Liu Jian, Neupane Pawan, Cheng Jianlin
Department of Electrical Engineering and Computer Science, NextGen Precision Health, University of Missouri, Columbia, MO 65211, USA.
bioRxiv. 2025 Jan 16:2025.01.12.632663. doi: 10.1101/2025.01.12.632663.
Protein structure prediction methods require stoichiometry information (i.e., subunit counts) to predict the quaternary structure of protein complexes. However, this information is often unavailable, making stoichiometry prediction crucial for complexes with unknown stoichiometry. Despite its importance, few computational methods address this challenge. In this study, we present an approach that integrates AlphaFold3 structure predictions with homologous template data to predict stoichiometry. The method generates candidate stoichiometries, builds structural models for them using AlphaFold3, ranks them based on AlphaFold3 scores, and further refine predictions with template-based information when available. In the 16th community-wide Critical Assessment of Techniques for Protein Structure Prediction (CASP16), our method achieved 71.4% top-1 accuracy and 92.9% top-3 accuracy, outperforming other predictors in terms of the overall performance. This demonstrates the complementary strengths of AlphaFold3- and template-based predictions and highlights its applicability for uncharacterized protein complexes lacking stoichiometry data.

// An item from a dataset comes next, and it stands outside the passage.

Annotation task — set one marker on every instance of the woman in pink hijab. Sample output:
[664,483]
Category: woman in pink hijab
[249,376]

蛋白质结构预测方法需要化学计量信息(即亚基数量)来预测蛋白质复合物的四级结构。然而,此类信息往往难以获取,这使得化学计量预测对于化学计量未知的复合物至关重要。尽管其很重要,但很少有计算方法能应对这一挑战。在本研究中,我们提出了一种将AlphaFold3结构预测与同源模板数据相结合的方法来预测化学计量。该方法生成候选化学计量,使用AlphaFold3为它们构建结构模型,根据AlphaFold3分数对其进行排名,并在有可用的基于模板的信息时进一步完善预测。在第16届全社区蛋白质结构预测技术关键评估(CASP16)中,我们的方法实现了71.4%的top-1准确率和92.9%的top-3准确率,在整体性能方面优于其他预测器。这证明了基于AlphaFold3和基于模板的预测的互补优势,并突出了其对缺乏化学计量数据的未表征蛋白质复合物的适用性。